A medida que la gente bajaba, el tranvía iba quedando con más espacio libre. Emília prestó mayor atención a Lindalva. Su amiga sonrió débilmente y le secó la cara con un pañuelo.

—Ya casi estamos llegando —le aseguró Emília, aunque no podría decir a dónde estaban llegando. No quería regresar a la casa de los Coelho. No quería bajarse en la plaza del Derby.

—¡Santo cielo! —gritó enojada una mujer en la parte de atrás del tranvía—. ¡Tengan cuidado!

Se produjo una pelea. Emília vio cómo uno de los músicos de la orquesta empujaba a un borracho vestido con andrajos. Hubo gritos. Se veían caras rojas y gestos airados. Se pegaron. Los otros músicos alentaron con gritos a su amigo. El borracho arrancó la faja azul del músico. El revisor hizo sonar su silbato. Los demás pasajeros del tranvía se apartaron de la pelea y se amontonaron junto a Emília, impidiéndole ver lo que pasaba.

—¡Santa María! —gritó una mujer.

—¡Detenga el tranvía! —chilló un hombre.

El conductor miró hacia atrás.

—Tenemos que esperar hasta la próxima parada —gritó—. Podría provocar una colisión si nos detenemos en las vías a mitad de camino.

Hubo otro grito. El borracho bajó del tranvía de un salto. En la luz del anochecer, Emília vio que algo brillaba en sus manos.

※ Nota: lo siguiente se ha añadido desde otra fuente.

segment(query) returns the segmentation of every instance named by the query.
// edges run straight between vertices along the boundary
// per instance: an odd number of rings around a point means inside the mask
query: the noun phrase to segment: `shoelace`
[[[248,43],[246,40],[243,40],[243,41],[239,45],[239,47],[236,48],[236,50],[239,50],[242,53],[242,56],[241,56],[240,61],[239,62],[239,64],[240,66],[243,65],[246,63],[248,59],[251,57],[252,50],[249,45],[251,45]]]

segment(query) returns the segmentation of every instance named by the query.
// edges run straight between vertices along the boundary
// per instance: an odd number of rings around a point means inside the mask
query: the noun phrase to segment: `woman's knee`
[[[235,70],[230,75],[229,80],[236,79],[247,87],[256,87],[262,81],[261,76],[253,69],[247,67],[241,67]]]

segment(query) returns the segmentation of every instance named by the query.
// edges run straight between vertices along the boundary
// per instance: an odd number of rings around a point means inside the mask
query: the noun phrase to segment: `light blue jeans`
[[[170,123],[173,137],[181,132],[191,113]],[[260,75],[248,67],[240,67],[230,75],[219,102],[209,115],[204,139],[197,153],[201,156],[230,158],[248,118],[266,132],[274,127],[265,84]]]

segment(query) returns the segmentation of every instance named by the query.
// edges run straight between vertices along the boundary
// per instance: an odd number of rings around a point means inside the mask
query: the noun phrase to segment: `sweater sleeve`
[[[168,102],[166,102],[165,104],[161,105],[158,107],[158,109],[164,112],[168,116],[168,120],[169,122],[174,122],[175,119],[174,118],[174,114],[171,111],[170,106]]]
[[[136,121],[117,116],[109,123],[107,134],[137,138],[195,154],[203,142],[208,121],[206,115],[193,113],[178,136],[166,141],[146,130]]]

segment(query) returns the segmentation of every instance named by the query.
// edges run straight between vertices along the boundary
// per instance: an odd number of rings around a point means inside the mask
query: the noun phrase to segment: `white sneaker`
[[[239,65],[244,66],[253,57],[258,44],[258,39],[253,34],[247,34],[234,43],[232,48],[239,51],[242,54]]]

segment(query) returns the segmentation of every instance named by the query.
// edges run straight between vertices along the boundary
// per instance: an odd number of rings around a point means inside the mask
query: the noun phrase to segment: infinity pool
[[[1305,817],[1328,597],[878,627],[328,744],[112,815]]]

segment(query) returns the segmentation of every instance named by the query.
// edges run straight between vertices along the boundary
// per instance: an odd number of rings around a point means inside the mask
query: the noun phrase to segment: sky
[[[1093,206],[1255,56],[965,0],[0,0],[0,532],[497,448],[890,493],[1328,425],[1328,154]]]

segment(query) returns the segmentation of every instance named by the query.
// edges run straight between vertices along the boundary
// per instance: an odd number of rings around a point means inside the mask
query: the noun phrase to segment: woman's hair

—¡Viva Gomes! —gritó desde abajo.

Otro de los músicos saltó del coche, luego otro y otro. Persiguieron al borracho y sus figuras se fueron convirtiendo en sombras decrecientes a medida que el tranvía avanzaba y se alejaba. Los restantes pasajeros se retiraron del centro del tranvía, apretándose contra los laterales del vagón, que llegaban hasta la cintura. El niño que estaba junto a Emília dejó caer su mazorca. Lindalva respiró hondo y agarró el brazo de Emília con más fuerza.

«Me hará un moretón», pensó Emília.

La mazorca rodó hasta el centro del coche. El músico de la banda que había estado peleando se arrodilló. Cruzó los brazos sobre el vientre, como un niño con dolor de barriga. Sus restantes compañeros de banda observaban, con los instrumentos en sus manos ahora relajadas. Una mancha como de tinta se extendió sobre su camisa. Respiró hondo y se tambaleó hacia atrás. Sus brazos se aflojaron. Tenía un enorme corte oscuro a la altura de la cintura. Sus tripas salieron por el corte como una flor que se abriera desde el vientre.